The histones are the first discovered acetylated proteins. The histones molecules are modified by different PTMs, including phosphorylation, methylation, and acetylation. histone acetylation, determine the histone assembling as well as the folding and compactness of the DNA-histone interaction and therefore presenting a switch between permissive and repressive chromatin structure. In addition to histones, KATs can catalyze cytoskeletal proteins. There are some novel identified acetylation sites in other proteins, including HMG proteins, c-Myc, estrogen and androgen receptors, E2F/Rb and so on.
The physiological roles of lysine acetylation have been reported. The histone proteins are associated with a tight regulation of essentially all types of DNA-templated processes as transcription, replication, recombination, repair, as well as translation and formation of specialized chromatin structures. Therefore, protein lysine acetylation affects a range of cellular signaling pathways as well as metabolism, stress responses, apoptosis, and membrane trafficking.

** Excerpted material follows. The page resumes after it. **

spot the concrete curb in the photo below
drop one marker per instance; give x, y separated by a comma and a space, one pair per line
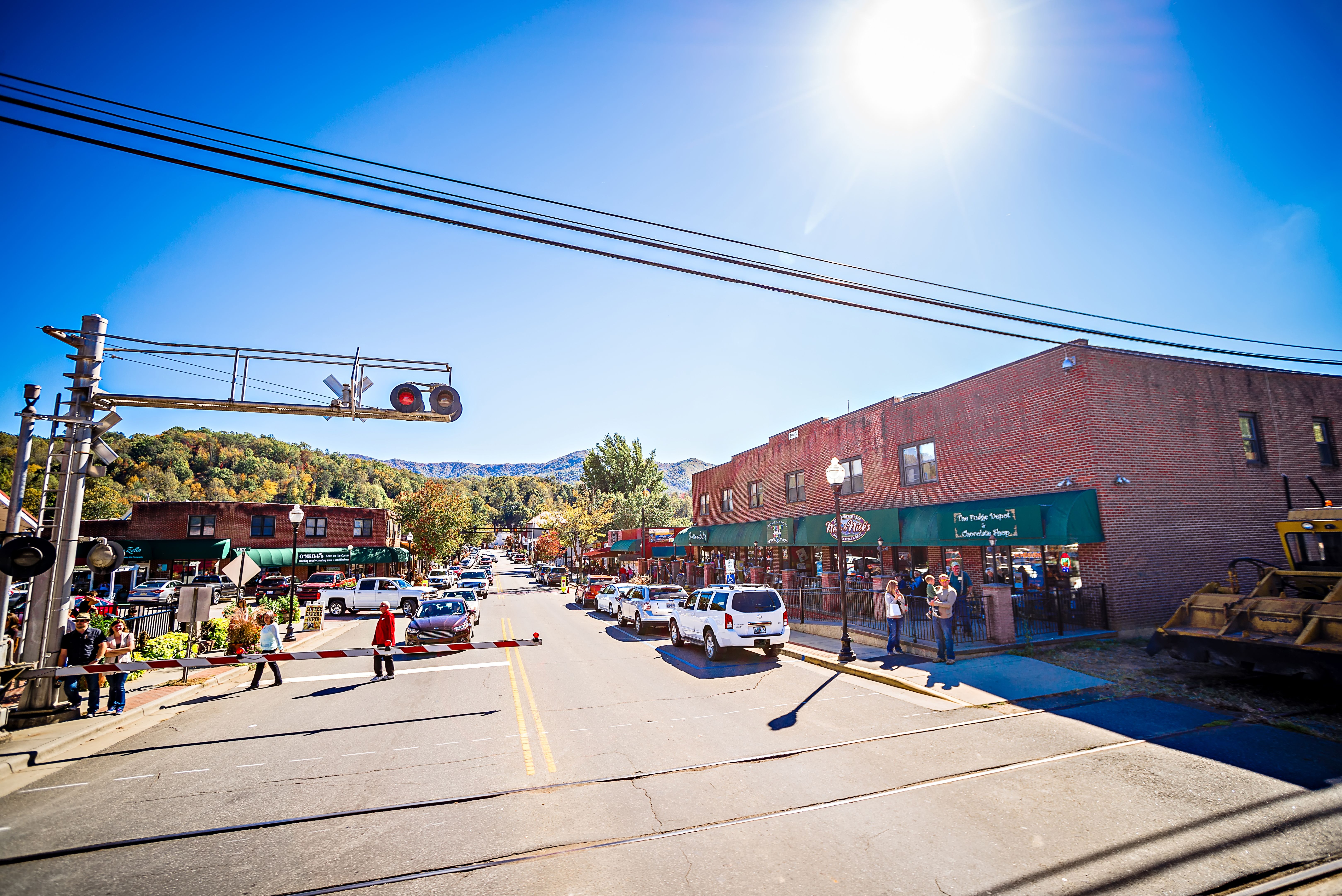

There are relatively fewer tools available for identifying lysine acetylation. With the development of mass spectrometry, it has been an important tool for the identification and quantification of lysine acetylation. To analysis histone lysine acetylation, there are several steps, including cell lysate, histone extraction, histone separation, mass spectrometry, and data analysis. The steps for analysis for protein lysine acetylation from the whole cell include cell lysate, protein separation, enrichment of lysine acetylation peptides, separation of lysine acetylation peptides, mass spectrometry, and data analysis.
References:
- Drazic, Adrian, et al. "The world of protein acetylation." Biochimica et Biophysica Acta (BBA)-Proteins and Proteomics1864.10 (2016): 1372-1401.
- Zhang, Kai, Shanshan Tian, and Enguo Fan. "Protein lysine acetylation analysis: current MS-based proteomic technologies." Analyst138.6 (2013): 1628-1636.